Amid all the hand-wringing over how would-be underwear bomber Umar Farouk Abdulmutallab somehow slipped through security gaps on Christmas Day, it’s easy to forget that anti-terrorism officials did yeoman’s work last fall by thwarting Najibullah Zazi’s plot to detonate bombs in New York City’s subway system. Zazi, an airport-shuttle driver living in Colorado, pleaded guilty to terrorism charges in February and has been cooperating with authorities. That collaboration may be paying dividends, as law enforcement authorities say a fourth suspect in the scheme has been snared in Pakistan.
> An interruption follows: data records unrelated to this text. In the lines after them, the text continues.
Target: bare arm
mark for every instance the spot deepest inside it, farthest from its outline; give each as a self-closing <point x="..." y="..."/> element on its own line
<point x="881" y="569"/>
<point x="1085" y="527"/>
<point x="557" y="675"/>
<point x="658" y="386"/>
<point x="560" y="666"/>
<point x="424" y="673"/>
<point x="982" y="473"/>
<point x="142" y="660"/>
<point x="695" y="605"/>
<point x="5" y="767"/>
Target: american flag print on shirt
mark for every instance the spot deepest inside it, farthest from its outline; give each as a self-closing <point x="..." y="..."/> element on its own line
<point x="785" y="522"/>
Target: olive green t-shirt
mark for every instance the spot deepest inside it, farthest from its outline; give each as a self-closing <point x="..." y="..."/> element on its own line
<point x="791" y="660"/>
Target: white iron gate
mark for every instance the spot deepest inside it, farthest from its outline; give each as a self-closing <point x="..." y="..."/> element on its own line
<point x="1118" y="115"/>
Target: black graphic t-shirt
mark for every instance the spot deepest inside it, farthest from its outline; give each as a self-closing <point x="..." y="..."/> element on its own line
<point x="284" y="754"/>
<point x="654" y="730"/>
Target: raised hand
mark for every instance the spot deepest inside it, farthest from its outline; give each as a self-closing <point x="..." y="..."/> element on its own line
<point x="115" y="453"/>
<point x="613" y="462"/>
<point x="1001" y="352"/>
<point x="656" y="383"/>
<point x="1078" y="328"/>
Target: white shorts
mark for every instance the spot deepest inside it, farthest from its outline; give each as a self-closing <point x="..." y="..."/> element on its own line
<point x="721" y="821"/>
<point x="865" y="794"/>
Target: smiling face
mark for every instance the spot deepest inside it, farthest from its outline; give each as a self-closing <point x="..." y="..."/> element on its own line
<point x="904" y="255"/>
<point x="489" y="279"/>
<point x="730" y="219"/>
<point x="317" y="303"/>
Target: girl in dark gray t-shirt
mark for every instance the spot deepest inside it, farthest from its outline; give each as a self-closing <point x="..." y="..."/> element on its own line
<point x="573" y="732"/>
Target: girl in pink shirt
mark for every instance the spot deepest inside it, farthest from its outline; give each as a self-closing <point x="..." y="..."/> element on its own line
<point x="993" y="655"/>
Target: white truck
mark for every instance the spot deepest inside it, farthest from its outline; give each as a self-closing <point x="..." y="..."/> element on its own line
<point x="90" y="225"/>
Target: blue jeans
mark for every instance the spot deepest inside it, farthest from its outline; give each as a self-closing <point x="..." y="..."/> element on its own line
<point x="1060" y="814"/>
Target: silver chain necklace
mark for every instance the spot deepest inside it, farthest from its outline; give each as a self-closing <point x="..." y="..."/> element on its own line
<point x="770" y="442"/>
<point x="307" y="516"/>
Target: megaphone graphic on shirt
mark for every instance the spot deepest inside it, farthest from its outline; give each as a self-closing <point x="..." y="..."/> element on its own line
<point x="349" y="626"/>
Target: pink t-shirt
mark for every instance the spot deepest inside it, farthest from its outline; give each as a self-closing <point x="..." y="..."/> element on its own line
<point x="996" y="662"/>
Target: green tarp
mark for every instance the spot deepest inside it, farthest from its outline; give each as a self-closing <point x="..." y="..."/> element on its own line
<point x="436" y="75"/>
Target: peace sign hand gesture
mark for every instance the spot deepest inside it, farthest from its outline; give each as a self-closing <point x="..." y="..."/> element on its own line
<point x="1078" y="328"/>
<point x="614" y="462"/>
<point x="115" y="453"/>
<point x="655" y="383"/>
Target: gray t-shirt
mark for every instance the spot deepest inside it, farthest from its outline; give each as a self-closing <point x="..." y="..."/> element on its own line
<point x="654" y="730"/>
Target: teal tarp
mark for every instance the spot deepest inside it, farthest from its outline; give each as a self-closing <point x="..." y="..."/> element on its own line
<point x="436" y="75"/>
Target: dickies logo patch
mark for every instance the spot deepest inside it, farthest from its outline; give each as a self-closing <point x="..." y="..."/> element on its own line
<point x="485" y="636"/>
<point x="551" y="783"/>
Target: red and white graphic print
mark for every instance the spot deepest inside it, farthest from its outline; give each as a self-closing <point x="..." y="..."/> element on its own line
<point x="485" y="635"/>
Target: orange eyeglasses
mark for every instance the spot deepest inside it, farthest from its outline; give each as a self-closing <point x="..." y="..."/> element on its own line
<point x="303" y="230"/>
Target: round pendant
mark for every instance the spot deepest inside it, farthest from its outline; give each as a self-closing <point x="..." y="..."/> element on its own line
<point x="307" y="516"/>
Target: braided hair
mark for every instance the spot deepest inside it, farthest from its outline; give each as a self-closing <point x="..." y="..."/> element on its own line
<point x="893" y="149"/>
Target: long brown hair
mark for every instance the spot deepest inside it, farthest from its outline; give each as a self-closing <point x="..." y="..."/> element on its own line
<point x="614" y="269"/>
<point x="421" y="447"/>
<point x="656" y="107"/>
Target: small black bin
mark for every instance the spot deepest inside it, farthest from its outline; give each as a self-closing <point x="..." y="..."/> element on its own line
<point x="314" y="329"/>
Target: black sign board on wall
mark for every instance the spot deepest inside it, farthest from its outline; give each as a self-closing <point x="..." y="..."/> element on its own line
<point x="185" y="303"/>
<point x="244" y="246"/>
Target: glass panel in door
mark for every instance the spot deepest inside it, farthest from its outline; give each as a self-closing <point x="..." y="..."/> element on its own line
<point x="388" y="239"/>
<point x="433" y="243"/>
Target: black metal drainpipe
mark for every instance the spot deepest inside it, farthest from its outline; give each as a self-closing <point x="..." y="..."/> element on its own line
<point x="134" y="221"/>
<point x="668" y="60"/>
The New York Daily News has alarming new details about the nature of the plot:
Zazi and his two Queens friends allegedly planned to strap explosives to their bodies and split up, heading for the Grand Central and Times Square stations – the two busiest subway stations in New York City.
They would board trains on the 1, 2, 3 and 6 lines at rush hour and planned to position themselves in the middle of the packed trains to ensure the maximum carnage when they blew themselves up, sources said.
During Zazi’s brief visit to Queens from his home in Denver last September, he rode the subway multiple times to the Grand Central and Wall St. stations, scouting where to best spread death and mayhem, the sources said.
Zazi is scheduled to be sentenced in June, and could face life in prison without the possibility of parole. In the wake of last month’s suicide bombing attacks on Moscow subways, New York’s transit system has ramped up security.